No es esta la hora de hacer la apología de la obra y la figura de Trujillo. Las lágrimas que nublan nuestros ojos y la emoción que empaña nuestra voz no nos permitirían cumplir con la ecuanimidad debida esa tarea justiciera. Pero los grandes hombres entran verdaderamente en la historia cuando abandonan el escenario de la vida con sus combates y sus contradicciones. Para el gran caudillo a quien ahora nos disponemos a entregar a la tierra para que ella reciba como una madre de sus despojos mortales, ha llegado fatalmente ese momento supremo. Sea cual sea, señores, la actitud de la posteridad ante su obra y ante su memoria, desde ahora podemos afirmar que el nombre de Trujillo está grabado para siempre en el material que el tiempo respeta y que es capaz de transformarse pero no de perecer en la sucesión de las generaciones. El legado que nos deja es enorme e imperecedero. Sus obras permanecerán mientras permanezca la República y exista en ella un solo dominicano consciente de lo que significa el tratado fronterizo, la redención de la deuda pública, la independencia financiera, las ejecutorias cumplidas en el ámbito de la obras públicas, de la agricultura, de la salud y de la asistencia social y de todo el bien que ha emanado durante tres décadas de una larga paz que ha asegurado el progreso y traído el bienestar y la tranquilidad a la familia dominicana.

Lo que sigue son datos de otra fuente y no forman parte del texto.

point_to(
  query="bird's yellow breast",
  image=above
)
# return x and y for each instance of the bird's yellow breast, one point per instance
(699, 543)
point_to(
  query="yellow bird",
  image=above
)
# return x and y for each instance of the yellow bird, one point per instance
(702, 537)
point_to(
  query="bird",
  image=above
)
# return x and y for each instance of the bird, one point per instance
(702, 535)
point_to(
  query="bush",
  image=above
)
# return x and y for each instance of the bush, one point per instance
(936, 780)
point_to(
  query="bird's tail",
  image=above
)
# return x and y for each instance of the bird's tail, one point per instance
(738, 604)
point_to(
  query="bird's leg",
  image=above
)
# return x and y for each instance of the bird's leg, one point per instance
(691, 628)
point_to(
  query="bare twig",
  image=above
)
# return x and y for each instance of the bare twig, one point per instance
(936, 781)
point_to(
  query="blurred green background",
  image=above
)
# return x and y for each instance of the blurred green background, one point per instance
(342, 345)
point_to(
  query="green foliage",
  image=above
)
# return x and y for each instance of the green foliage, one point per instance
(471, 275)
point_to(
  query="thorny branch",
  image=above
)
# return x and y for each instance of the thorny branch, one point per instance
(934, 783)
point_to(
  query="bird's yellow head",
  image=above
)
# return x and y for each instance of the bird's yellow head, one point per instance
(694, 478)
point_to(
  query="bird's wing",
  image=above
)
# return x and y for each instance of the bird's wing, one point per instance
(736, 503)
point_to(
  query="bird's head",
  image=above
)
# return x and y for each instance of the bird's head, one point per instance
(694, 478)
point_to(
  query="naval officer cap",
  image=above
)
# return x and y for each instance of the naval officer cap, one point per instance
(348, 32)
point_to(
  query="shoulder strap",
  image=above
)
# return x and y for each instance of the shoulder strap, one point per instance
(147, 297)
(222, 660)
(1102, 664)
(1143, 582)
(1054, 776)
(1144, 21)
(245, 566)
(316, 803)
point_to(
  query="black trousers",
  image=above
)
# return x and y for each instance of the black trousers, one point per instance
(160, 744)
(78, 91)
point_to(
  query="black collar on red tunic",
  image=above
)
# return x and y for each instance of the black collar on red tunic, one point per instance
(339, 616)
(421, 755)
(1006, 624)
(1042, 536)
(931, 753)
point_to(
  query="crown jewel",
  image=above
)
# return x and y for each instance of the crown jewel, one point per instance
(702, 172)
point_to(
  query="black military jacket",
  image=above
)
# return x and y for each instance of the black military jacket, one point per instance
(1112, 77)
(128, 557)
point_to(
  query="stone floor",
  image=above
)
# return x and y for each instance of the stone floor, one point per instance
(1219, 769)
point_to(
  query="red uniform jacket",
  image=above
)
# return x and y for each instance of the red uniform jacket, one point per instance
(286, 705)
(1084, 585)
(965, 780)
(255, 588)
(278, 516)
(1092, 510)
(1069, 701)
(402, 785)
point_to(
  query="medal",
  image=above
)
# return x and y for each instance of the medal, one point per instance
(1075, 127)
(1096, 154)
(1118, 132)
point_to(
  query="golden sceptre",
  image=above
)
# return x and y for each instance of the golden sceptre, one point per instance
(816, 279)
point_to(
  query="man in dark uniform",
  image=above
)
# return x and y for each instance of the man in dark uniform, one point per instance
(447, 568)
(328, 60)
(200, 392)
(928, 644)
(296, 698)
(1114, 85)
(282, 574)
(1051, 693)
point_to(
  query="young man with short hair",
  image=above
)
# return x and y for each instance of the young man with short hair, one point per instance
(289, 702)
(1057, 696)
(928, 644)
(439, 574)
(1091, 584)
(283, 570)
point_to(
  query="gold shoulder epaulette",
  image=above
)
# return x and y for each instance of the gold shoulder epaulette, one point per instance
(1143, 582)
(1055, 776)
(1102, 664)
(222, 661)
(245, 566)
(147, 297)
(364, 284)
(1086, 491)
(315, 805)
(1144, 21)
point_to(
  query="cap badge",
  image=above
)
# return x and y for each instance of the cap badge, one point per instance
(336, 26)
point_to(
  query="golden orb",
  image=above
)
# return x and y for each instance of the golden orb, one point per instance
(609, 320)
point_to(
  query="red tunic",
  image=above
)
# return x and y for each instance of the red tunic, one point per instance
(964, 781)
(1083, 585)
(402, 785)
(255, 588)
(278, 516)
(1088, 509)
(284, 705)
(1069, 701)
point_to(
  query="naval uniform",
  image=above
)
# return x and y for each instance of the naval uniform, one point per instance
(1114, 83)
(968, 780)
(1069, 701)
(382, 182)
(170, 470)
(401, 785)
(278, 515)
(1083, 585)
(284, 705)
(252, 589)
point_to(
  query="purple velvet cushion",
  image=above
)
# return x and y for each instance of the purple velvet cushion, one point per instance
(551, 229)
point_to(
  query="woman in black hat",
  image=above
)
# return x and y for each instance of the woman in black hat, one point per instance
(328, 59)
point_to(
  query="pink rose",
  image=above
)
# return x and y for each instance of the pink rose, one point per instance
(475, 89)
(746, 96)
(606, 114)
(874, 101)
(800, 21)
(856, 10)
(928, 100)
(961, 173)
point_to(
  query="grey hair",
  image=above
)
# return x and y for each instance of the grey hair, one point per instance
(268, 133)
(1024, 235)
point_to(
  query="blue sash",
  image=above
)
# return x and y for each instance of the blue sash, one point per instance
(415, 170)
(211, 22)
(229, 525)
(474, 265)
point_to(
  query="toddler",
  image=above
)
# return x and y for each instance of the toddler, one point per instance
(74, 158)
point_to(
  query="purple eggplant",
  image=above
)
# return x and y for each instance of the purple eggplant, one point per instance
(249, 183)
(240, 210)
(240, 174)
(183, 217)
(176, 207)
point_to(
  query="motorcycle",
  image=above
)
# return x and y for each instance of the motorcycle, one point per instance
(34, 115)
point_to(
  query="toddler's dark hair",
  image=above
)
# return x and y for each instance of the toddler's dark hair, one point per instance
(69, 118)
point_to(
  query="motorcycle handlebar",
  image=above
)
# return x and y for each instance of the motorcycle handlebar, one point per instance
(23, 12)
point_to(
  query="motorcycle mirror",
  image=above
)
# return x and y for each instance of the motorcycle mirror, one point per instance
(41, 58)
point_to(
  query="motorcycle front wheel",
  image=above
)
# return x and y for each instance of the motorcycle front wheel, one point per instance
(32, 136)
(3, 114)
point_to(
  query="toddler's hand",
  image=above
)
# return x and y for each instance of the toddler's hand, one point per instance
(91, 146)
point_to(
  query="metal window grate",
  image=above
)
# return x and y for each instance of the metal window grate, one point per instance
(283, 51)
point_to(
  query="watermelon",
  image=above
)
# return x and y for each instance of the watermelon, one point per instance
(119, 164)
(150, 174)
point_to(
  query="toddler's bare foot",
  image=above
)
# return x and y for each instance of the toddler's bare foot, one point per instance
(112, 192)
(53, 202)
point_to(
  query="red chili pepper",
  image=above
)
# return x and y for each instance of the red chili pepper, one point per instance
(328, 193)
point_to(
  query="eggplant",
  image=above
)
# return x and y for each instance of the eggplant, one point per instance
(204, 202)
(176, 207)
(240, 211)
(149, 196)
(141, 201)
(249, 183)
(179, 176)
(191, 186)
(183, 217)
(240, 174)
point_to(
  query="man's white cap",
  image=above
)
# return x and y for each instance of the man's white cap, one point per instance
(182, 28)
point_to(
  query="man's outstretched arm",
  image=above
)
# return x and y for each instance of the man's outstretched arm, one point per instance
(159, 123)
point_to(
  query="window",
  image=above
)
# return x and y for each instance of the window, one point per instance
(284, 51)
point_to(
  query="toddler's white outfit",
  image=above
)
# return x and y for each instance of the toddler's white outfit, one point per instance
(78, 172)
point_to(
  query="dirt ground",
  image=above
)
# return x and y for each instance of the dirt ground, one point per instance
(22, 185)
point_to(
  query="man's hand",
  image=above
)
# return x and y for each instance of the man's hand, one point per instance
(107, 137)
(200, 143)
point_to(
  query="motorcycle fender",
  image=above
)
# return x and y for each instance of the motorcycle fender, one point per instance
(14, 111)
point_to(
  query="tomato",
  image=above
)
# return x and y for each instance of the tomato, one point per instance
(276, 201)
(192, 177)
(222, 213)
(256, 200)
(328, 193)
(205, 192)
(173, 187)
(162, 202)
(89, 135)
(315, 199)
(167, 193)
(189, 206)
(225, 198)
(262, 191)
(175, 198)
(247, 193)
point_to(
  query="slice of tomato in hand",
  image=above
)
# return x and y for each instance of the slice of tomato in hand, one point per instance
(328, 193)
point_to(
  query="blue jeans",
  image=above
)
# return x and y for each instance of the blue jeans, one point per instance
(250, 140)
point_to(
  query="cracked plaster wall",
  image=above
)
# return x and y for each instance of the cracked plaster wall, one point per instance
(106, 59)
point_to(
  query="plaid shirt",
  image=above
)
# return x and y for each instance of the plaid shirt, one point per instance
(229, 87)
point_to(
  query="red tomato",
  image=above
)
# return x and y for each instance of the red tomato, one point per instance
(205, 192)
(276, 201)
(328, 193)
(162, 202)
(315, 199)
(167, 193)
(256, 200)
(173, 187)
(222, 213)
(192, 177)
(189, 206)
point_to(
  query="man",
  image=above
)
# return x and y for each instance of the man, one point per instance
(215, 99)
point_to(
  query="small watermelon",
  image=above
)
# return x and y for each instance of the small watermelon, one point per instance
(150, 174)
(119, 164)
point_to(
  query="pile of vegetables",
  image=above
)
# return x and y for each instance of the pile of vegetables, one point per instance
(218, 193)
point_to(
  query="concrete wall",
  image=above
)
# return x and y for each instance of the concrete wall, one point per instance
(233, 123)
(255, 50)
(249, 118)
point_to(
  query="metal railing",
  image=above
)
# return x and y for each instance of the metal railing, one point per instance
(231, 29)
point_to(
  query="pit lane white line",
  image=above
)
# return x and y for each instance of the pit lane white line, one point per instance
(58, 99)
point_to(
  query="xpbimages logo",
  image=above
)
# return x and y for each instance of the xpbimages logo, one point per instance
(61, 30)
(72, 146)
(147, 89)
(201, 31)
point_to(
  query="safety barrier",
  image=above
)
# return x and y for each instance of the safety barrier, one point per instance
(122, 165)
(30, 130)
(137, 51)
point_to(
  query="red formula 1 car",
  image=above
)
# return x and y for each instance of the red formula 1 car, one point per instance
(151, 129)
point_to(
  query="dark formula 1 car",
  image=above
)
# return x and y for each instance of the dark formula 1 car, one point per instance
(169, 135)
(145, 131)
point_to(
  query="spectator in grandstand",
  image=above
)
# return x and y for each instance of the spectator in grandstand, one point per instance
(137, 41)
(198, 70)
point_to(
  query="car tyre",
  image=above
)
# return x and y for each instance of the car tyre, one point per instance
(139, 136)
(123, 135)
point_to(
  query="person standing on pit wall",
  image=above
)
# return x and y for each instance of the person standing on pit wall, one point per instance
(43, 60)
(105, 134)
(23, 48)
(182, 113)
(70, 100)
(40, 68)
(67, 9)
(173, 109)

¡Qué grande hombre fue Trujillo y cómo se proyecta su estatura de prócer sobre la historia dominicana! Fue humano, demasiado humano muchas veces, pero sus mismos errores merecen nuestro respeto porque fueron hijos de su pasión desvelada por el orden y del concepto mesiánico que tuvo de su misión como hombre público y como conductor del Estado. Su carácter recio y su voluntad monolítica no sufrieron menoscabo alguno ni en los duros conflictos a que se vio constantemente sometido ni el desgaste indispensable que implicaron para él sus cuarenta años de vida pública y su intensa participación de los debates que dividieron en las tres últimas décadas a sus conciudadanos. Su fe religiosa, por ejemplo, permaneció incólume a pesar de todas las apariencias y el último de los pensamientos que dejó escrito de su puño y letra y que entregó a uno de sus secretarios particulares el mismo día de su muerte para la preparación de un discurso que se proponía pronunciar el la ceremonia inaugural del templo adventista, pone en evidencia esa condición inesperable de su carácter irretractablemente fiel a sus sentimientos cardinales. El pensamiento está concebido así y revela que el mismo día de la catástrofe ya el grande hombre tenía un presentimiento trágico de su destino: "Estoy convencido de que todos los cristianos tienen las mismas oportunidades y los mismos privilegios ante Dios. Para confirmarlo hago referencia a aquella frase de Jesús: 'Yo soy el Camino, La Verdad y la Vida; el que crea en Mí, aunque esté muerto, vivirá'."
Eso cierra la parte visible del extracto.